Klinman stopped speaking. He removed a cigarette from a silver holder and offered it to Gabriel, who shook his head. With affected slowness, he removed a lighter from his breast pocket. It looked heavy, in the shape of a lion whose mouth emitted fire. Its eyes were stones. Emeralds? Topaz? Glass? Klinman took another sip of his drink and then a long drag on the cigarette.
“I have high blood pressure,” he said. “I allow myself two a day. You don’t smoke?”
Gabriel shrugged. Klinman nodded his head. “Hmmm,” he said, as though this revealed something important about Gabriel.
There was a long pause. “Your choice, señor, is the following: make art, or make money. Maybe you will make money with art. Not likely. Maybe you will make art with money. More likely. It’s up to you.”
“I don’t understand.” Gabriel wasn’t sure if he wasn’t following the thread or if the man was not making sense.
“You are dating Colette. She likes fancy restaurants. And maybe you’ll fall in love with her, and will want to make French babies. French babies wear couture, have you not noticed? They eat organic vegetables. Not inexpensive.” Klinman opened his wallet and threw a few euros down on the table. “Come, I have something to show you.”
Gabriel had a brief moment of fear that Klinman was going to take him somewhere and expose himself. That had happened to him once, with a gallery owner, r
ight after he got to Paris. The man actually said, “Would you like to see my etchings?” And Gabriel had followed him into the back room, where the man turned around, fly open, half-erect cock waving. But Klinman’s interest seemed solely artistic and avuncular.
They wove through the Marais, cutting across the Rue Bourgeois. The shops here were chic; their front bay windows abutted the tiny sidewalk, displaying mannequins that suggested figures rather than imitated them. Whimsical children’s furniture, a store devoted only to men’s cravats, heavy modern jewelry. Above the stores were the minuscule apartments of the old quarter, slanted floors and hallway bathrooms. Some were still occupied by elderly Jews who had returned after the war. The smaller side streets sold kosher food, hid yeshivas. From some second-story windows emanated Sephardic music, plaintive Moroccan wailing. Some of the other apartments held squatters: artists more interested in the bohemian lifestyle than in art. If they were real artists, they would live outside the city, as Gabriel did, in a rented room, with a separate studio. And the Marais was also the new place for wealthy Americans (“new money,” Édouard called it, using the English words).
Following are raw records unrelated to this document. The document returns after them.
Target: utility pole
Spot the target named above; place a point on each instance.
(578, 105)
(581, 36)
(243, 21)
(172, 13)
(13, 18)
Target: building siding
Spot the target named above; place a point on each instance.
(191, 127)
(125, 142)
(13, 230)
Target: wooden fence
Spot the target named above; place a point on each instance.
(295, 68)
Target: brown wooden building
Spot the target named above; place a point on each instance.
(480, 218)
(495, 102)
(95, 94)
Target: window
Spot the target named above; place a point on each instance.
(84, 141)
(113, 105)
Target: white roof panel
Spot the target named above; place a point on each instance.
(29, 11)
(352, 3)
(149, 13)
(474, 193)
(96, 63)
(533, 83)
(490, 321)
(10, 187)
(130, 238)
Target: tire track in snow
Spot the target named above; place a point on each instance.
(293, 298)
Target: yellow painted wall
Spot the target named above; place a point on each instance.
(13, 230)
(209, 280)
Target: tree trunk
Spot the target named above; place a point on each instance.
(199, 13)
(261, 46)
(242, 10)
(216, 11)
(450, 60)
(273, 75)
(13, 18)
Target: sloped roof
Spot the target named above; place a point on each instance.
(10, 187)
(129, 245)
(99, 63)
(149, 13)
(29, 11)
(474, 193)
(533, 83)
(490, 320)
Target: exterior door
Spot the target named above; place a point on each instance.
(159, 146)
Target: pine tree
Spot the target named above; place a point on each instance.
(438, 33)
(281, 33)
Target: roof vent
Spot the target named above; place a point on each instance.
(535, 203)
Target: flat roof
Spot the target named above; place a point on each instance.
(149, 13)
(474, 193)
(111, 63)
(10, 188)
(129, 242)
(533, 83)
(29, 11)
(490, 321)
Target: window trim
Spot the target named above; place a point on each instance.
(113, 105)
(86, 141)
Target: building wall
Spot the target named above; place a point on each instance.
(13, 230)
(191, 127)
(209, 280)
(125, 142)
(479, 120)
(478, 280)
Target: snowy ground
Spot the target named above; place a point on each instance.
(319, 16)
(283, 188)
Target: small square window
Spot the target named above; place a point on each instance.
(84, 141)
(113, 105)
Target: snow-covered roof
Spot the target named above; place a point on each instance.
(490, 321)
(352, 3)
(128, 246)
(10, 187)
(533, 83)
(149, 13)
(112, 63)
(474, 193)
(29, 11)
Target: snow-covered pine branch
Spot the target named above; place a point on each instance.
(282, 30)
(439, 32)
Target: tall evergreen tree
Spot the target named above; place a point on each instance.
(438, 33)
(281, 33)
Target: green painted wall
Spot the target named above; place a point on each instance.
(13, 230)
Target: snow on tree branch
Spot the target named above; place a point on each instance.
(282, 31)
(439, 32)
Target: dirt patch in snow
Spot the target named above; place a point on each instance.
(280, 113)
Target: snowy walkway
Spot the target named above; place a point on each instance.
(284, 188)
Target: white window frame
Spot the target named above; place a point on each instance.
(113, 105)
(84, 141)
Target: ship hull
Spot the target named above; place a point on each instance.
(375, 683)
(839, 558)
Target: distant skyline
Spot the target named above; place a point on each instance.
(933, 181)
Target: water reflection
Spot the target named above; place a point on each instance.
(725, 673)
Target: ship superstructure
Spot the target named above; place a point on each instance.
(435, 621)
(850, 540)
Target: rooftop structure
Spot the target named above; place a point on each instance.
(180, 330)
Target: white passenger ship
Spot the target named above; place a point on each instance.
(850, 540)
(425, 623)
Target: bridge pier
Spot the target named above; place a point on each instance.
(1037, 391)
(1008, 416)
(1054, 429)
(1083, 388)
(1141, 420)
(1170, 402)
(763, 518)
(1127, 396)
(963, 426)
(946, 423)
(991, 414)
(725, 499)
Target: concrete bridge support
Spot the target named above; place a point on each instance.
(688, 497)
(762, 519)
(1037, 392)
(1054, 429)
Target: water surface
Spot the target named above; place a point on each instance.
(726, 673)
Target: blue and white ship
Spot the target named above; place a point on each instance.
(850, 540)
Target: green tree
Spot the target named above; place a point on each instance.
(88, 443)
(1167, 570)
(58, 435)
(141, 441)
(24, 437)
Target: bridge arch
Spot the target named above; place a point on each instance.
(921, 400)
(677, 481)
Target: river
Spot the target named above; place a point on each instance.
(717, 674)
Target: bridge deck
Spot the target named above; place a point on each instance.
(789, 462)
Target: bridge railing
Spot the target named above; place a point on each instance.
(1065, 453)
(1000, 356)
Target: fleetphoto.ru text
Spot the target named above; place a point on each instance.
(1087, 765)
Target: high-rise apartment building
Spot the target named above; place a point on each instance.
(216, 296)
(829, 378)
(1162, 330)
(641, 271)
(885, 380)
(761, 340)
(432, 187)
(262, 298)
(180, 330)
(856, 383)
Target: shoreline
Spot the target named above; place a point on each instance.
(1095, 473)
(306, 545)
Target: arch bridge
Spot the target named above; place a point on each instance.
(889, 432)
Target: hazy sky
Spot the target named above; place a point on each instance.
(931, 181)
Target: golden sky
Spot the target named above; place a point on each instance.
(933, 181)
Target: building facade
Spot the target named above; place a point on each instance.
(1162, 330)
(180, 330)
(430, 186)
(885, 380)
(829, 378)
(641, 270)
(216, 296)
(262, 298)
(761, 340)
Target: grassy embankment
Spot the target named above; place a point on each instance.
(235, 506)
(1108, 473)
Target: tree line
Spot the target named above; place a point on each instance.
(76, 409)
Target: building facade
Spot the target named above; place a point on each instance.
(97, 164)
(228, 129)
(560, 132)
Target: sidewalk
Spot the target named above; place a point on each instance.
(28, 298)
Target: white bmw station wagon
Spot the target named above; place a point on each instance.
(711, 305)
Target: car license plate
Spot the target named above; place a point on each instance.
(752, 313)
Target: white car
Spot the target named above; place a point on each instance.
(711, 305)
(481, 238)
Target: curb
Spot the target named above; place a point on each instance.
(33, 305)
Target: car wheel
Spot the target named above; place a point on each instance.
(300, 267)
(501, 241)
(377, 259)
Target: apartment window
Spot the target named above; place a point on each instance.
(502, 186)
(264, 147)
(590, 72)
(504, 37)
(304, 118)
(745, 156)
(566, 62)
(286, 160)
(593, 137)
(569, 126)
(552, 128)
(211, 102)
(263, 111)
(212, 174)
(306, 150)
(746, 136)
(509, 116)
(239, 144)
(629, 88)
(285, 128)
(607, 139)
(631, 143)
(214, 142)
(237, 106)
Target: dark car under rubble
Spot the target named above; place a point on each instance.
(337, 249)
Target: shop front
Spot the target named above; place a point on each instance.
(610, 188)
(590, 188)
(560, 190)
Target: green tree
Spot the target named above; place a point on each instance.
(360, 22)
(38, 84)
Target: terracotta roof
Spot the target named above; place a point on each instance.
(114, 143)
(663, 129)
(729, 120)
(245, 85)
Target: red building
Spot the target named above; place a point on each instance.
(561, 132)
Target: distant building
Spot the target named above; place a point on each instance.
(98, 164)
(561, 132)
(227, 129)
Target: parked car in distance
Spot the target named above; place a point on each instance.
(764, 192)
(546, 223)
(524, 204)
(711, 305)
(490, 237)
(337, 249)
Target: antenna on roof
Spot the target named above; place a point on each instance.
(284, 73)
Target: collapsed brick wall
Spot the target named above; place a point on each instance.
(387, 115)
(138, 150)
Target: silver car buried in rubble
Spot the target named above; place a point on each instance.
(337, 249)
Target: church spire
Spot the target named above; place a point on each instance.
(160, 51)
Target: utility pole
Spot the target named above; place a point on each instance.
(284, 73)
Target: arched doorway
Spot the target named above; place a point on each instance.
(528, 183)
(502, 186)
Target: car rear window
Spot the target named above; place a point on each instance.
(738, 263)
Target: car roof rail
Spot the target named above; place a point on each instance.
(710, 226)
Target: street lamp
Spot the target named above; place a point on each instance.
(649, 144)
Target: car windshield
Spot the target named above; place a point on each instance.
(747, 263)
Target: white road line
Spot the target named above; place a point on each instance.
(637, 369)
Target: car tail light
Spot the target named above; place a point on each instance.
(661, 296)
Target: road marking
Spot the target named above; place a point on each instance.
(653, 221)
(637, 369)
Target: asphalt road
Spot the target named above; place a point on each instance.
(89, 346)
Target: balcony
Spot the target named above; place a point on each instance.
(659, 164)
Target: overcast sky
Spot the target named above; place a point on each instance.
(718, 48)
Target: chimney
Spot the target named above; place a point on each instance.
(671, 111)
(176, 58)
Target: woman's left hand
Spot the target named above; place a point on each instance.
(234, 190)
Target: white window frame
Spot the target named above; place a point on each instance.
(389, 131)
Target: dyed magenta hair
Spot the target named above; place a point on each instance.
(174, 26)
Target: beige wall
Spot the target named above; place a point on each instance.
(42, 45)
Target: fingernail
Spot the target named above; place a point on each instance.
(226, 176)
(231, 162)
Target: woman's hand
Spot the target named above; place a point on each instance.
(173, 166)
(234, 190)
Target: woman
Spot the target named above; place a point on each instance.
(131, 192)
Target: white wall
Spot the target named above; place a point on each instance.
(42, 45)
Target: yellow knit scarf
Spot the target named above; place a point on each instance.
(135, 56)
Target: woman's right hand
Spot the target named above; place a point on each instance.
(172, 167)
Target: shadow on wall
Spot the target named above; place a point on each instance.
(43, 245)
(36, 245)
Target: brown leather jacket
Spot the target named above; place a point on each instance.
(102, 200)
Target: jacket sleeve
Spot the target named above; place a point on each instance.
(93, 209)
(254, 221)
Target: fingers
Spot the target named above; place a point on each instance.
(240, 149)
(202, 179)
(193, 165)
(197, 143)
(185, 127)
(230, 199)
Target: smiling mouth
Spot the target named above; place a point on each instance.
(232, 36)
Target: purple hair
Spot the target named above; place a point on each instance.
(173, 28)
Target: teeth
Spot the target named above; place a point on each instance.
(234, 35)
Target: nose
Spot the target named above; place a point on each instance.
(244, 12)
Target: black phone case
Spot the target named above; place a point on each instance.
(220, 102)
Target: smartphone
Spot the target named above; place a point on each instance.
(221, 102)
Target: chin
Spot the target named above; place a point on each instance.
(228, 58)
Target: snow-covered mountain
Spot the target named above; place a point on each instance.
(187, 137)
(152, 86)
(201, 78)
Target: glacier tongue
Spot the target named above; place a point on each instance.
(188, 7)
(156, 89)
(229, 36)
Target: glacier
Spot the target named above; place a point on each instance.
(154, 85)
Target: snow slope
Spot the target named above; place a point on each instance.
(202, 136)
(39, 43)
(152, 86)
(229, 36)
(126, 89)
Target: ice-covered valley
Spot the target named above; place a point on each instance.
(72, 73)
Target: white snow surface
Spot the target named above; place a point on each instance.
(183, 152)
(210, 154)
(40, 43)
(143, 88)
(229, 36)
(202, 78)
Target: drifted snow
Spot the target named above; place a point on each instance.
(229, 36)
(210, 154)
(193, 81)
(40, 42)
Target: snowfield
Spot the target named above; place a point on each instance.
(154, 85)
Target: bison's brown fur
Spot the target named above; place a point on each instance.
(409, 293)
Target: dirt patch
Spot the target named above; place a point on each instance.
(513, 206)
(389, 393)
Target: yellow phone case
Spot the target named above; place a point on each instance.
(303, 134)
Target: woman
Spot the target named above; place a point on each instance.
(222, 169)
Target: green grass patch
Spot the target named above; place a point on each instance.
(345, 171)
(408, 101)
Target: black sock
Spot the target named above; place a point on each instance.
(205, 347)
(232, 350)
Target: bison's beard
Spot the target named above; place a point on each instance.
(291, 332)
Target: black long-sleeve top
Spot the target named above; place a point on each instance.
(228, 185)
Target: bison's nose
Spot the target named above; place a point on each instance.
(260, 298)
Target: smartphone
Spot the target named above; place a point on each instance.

They turned left onto a small side street and were in the garment district. The sidewalks were wider here, but no less crowded. Though the racks of clothing seemed to part for Klinman, they closed back up immediately, so that to follow him Gabriel kept having to dodge mobile wardrobes and cudgels of cloth.
Finally, Klinman ducked into a large courtyard. Flagstones surrounded a fountain in the middle, where the wan light drifted down from the cloudy sky. The fountain had obviously been functional rather than decorative at one time. The spray rose and then dripped down a symmetrical spindle with a wide base.
“This is my office. Paris office,” Klinman said, waving at the portière. He led them straight across the courtyard and pulled a set of antique-looking keys from his pocket. He unlocked the door and stepped inside, hurrying to turn off an alarm on the far wall. When he flipped the lights, they were thrown back in time.